France | France, Cour d'appel de Lyon, 1ère chambre civile b, 02 juillet 2024, 22/04386


N° RG 22/04386 - N° Portalis DBVX-V-B7G-OLR7









Décision du

Tribunal Judiciaire de BOURG EN BRESSE

Au fond

du 12 mai 2022



RG : 21/00099







[J]



C/



Fondation FONDATION [W] [I]

S.A. [9]





RÉPUBLIQUE FRANÇAISE

AU NOM DU PEUPLE FRANÇAIS





COUR D'APPEL DE LYON



1ère chambre civile B



ARRET DU 02 Juillet 2024







APPELANTE :



Mme [D] [J] épo

use [B]

née le [Date naissance 1] 1968 à [Localité 13]

[Adresse 5]

[Localité 13]





Représentée par Me Philippe NOUVELLET de la SCP JACQUES AGUIRAUD ET PHILIPPE NOUVELLET, avocat au barreau de LYON, toque : 475

ayant pour avocat plaidant Me Mathias VUILLERMET de l...

N° RG 22/04386 - N° Portalis DBVX-V-B7G-OLR7

Décision du

Tribunal Judiciaire de BOURG EN BRESSE

Au fond

du 12 mai 2022

RG : 21/00099

[J]

C/

Fondation FONDATION [W] [I]

S.A. [9]

RÉPUBLIQUE FRANÇAISE

AU NOM DU PEUPLE FRANÇAIS

COUR D'APPEL DE LYON

1ère chambre civile B

ARRET DU 02 Juillet 2024

APPELANTE :

Mme [D] [J] épouse [B]

née le [Date naissance 1] 1968 à [Localité 13]

[Adresse 5]

[Localité 13]

Représentée par Me Philippe NOUVELLET de la SCP JACQUES AGUIRAUD ET PHILIPPE NOUVELLET, avocat au barreau de LYON, toque : 475

ayant pour avocat plaidant Me Mathias VUILLERMET de la SELAS Fiducial Legal by LAMY, avocat au barreau de LYON, toque : 656

INTIMEES :

Fondation [W] [I]

[Adresse 4]

[Localité 7]

Représentée par Me Cyril LAURENT, avocat au barreau de LYON, toque : 829

ayant pour avocat plaidant Me François-xavier KELIDJIAN de la SELASU FRANCOIS-XAVIER KELIDJIAN, avocat au barreau de PARIS

La société [9] anciennement dénommée [10]

[Adresse 6]

[Localité 8]

Représentée par Me Laurent BURGY de la SELARL LINK ASSOCIES, avocat au barreau de LYON, toque : 1748

ayant pour avocat plaidant Me Jean-pierre LAIRE, avocat au barreau de PARIS,

* * * * * *

Date de clôture de l'instruction : 14 Mars 2024

Date des plaidoiries tenues en audience publique : 26 Mars 2024

Date de mise à disposition : 02 Juillet 2024

Composition de la Cour lors des débats et du délibéré :

- Olivier GOURSAUD, président

- Stéphanie LEMOINE, conseiller

- Bénédicte LECHARNY, conseiller

assistés pendant les débats de Elsa SANCHEZ, greffier

A l'audience, un membre de la cour a fait le rapport, conformément à l'article 804 du code de procédure civile.

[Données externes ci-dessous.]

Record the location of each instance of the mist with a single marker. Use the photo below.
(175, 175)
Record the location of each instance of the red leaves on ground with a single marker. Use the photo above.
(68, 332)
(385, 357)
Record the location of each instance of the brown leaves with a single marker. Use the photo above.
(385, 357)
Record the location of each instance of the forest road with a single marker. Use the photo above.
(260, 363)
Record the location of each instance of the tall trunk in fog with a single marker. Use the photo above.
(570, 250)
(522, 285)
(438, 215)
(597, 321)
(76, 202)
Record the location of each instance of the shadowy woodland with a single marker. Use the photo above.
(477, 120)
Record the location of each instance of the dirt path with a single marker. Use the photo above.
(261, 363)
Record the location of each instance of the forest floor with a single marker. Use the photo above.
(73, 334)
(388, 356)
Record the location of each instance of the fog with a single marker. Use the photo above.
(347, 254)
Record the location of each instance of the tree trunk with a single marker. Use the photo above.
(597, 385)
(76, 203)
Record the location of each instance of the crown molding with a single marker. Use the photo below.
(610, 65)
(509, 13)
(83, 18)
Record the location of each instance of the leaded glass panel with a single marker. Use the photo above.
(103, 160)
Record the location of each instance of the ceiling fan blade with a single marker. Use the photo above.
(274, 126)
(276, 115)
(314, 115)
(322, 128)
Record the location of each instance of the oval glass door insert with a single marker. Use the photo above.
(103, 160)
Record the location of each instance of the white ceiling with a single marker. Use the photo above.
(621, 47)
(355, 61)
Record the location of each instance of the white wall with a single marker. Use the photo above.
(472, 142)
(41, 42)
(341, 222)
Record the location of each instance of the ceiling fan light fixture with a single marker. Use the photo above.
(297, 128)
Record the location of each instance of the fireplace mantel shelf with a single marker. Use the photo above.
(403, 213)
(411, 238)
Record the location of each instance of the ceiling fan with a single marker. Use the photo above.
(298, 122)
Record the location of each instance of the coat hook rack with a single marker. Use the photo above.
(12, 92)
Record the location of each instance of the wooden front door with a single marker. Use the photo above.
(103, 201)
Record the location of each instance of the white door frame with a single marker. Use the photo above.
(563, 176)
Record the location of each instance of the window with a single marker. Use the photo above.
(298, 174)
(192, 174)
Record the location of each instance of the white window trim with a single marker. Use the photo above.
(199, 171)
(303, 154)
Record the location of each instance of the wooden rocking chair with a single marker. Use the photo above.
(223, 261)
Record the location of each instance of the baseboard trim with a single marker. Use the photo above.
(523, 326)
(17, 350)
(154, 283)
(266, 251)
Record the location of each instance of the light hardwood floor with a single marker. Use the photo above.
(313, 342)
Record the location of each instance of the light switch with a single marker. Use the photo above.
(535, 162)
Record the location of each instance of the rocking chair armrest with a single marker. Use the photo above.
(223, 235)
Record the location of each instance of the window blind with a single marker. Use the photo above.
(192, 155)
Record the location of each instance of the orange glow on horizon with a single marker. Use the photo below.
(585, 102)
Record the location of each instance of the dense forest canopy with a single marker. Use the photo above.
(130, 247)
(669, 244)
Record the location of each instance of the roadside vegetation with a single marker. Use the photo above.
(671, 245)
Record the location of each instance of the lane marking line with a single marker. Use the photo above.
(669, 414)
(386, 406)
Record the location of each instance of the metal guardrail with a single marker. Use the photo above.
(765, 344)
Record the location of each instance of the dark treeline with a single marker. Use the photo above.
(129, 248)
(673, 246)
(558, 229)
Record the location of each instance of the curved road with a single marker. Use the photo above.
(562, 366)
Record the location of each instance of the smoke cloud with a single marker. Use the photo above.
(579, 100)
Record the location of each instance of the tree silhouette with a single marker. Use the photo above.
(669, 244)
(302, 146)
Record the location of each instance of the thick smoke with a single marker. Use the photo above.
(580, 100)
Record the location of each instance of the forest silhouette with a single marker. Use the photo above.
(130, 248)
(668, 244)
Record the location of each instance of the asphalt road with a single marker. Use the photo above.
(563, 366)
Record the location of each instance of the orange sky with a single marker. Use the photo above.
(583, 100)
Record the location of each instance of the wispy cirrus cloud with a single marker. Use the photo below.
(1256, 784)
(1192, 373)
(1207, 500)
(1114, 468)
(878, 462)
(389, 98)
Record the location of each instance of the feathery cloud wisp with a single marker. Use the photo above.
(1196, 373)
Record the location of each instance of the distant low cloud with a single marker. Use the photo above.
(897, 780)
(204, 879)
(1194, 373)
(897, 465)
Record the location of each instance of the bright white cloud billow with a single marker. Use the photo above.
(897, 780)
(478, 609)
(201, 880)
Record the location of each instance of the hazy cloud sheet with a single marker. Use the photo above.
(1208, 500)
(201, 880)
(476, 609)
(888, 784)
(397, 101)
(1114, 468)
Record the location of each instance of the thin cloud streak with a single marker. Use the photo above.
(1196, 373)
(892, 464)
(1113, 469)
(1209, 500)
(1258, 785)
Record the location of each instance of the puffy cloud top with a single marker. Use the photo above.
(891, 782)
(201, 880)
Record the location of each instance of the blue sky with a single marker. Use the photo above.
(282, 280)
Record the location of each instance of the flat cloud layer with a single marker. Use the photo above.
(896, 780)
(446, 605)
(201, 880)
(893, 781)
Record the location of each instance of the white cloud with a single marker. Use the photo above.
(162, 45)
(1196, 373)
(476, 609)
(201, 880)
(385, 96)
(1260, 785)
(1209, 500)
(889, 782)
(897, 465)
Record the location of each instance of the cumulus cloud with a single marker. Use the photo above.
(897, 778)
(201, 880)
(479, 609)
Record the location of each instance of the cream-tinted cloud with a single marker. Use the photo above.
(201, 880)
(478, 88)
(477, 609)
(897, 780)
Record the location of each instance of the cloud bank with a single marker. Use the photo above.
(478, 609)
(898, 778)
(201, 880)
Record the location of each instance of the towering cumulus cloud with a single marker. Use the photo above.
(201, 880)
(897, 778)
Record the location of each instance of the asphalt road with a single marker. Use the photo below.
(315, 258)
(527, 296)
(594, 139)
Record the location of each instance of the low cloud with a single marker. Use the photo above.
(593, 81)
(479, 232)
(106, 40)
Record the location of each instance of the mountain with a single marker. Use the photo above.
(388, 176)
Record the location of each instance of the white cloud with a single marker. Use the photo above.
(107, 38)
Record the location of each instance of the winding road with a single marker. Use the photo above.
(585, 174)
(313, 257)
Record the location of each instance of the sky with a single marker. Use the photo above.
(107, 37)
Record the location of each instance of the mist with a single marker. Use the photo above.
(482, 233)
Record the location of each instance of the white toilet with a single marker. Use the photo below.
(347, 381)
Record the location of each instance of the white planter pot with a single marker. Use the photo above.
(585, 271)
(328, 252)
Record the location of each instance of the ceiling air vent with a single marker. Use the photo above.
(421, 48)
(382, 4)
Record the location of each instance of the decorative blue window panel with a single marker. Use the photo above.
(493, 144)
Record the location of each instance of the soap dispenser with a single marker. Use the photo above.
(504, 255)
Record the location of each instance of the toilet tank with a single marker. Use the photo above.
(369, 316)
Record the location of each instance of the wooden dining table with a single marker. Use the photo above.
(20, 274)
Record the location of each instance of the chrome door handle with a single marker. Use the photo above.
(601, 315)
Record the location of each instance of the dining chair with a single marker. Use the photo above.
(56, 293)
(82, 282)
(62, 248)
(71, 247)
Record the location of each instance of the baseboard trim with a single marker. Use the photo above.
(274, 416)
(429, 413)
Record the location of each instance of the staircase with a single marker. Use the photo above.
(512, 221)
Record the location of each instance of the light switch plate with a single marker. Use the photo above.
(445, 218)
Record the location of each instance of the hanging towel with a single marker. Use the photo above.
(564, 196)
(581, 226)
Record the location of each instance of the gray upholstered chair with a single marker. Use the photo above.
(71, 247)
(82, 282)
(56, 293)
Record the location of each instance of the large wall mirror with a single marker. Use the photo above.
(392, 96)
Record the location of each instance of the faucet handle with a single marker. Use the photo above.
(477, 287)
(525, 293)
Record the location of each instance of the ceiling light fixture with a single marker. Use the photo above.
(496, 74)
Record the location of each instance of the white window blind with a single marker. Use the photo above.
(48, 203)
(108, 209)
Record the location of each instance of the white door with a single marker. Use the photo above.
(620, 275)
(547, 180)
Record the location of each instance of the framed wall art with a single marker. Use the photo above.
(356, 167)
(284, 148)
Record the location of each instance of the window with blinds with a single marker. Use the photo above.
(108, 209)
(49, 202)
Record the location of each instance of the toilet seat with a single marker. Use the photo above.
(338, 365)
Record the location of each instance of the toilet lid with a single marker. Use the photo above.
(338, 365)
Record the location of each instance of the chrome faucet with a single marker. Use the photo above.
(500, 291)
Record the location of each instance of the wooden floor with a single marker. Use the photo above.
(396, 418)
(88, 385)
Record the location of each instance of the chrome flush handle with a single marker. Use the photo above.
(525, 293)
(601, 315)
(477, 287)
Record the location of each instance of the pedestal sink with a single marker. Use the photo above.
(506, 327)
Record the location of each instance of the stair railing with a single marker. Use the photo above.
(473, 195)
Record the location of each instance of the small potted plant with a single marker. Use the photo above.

Arrêt Contradictoire rendu publiquement par mise à disposition au greffe de la cour d'appel, les parties en ayant été préalablement avisées dans les conditions prévues à l'article 450 alinéa 2 du code de procédure civile,

Signé par Olivier GOURSAUD, président, et par Elsa SANCHEZ, greffier, auquel la minute a été remise par le magistrat signataire.

* * * *

EXPOSE DU LITIGE

Mme [D] [J] est née de l'union de M. [V] [J] et de [S] [L].

Le 3 octobre 1995, [S] [L] a adhéré à un contrat collectif d'assurance-vie Natio-Vie multiplacements auprès de la société [12]. A cette occasion, elle a versé une cotisation de 157 100 francs. La clause bénéficiaire du contrat était rédigée au bénéfice de la fondation [W] [I].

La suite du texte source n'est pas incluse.